After Bill Cosby’s 2005 deposition was made public by the Associated Press and subsequently revealed that he has placed Quaaludes in the drinks of women he’s had sex with raped, singer Jill Scott took to Twitter to say, “About Bill Cosby. Sadly his own testimony offers PROOF of terrible deeds, which is ALL I have ever required to believe the accusations.”

At the very least, she acknowledged she was wrong, but as she continued to tweet, she did so in the same almost antagonistic way she defiantly defended the comedian months prior. Jill has a right to her opinion, but when it comes to sensitive topics like sexual assault, it’s one I wish I had never read. I’ll still sing all of her songs that mention so many different yummy morsels of food, but my view of her as a person has been tainted all the same.

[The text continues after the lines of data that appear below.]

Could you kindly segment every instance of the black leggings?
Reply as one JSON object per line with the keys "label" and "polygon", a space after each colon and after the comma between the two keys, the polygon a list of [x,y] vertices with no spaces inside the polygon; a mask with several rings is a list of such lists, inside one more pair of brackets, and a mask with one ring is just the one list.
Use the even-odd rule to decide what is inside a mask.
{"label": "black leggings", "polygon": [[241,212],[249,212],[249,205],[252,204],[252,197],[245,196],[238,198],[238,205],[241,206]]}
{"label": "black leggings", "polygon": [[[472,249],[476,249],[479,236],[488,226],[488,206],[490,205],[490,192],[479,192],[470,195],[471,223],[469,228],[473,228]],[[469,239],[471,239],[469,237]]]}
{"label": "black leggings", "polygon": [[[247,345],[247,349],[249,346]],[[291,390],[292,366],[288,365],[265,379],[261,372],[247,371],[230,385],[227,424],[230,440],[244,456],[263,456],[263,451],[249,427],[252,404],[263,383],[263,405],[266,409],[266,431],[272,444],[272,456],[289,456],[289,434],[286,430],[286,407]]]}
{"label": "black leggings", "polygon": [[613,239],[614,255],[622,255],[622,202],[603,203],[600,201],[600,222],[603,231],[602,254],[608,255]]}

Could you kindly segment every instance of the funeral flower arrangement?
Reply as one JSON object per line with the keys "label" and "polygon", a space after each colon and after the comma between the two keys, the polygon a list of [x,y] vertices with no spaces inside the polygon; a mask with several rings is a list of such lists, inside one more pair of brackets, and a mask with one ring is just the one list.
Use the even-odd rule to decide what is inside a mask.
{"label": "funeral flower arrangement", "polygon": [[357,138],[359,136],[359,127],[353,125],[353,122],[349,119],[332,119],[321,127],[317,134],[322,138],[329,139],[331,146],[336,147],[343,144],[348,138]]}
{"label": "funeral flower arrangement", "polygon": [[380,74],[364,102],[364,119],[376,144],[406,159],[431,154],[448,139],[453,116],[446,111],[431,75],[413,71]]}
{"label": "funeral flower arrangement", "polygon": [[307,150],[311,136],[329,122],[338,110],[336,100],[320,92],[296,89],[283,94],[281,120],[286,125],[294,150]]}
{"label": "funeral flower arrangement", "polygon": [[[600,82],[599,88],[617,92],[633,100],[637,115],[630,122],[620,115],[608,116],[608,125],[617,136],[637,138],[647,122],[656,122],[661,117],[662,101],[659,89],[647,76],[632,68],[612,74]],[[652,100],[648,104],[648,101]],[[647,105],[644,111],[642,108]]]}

There are worse examples, however. There is Azealia Banks, who has all but blown her chances at a certain level of stardom due to her tweets, which include unnecessary beefs with far too many people and homophobic rants that make me wish I could burn the digital copies of her songs that I’ve purchased over the years. Or Tyrese, who tweets like a stale fortune cookie that never made it past the seventh grade. Then there’s Chris Brown, who has said so many stupid things in the midst of an online temper tantrum that I’ve lost count.

You can add Jim Carrey to the list after he used the photo of an autistic boy to spread his ridiculous views on vaccinations in a firestorm of tweets. Meanwhile, artists like Miguel create unnecessary drama for themselves by taking shots at their perceived competition. Even Adina Howard has soiled herself in my mind after she responded to the shooting deaths of unarmed black men and women at the hands of law enforcement by invoking respectability politics. In fact, many a black celebrity has been permanently exiled in my mind by invoking such stances.

I feel myself increasingly wanting to say things like, “Back in my day, I didn’t know how big a damn fool X-celebrity was.”

The quick retort to this sentiment would be to point out that one should never put a celebrity on a pedestal. My immediate response to that is: “No s—t, Sherlock.” It’s not about holding a celebrity to a higher standard; it’s the reality that through their art, we connect with them in a way that for many is special. Unfortunately, social media shows a given star in a way that can ruin it for you. Or, as I’ve been reminded, not “ruin,” because ultimately, that’s who they always have been. We just didn’t know.

That doesn’t make me feel any better. I want to keep liking these people, or at least, not get irritated to the point where I want to bootleg their s—t the next go ’round. Will you join me in prayer that the annoying celebrities start employing better publicists?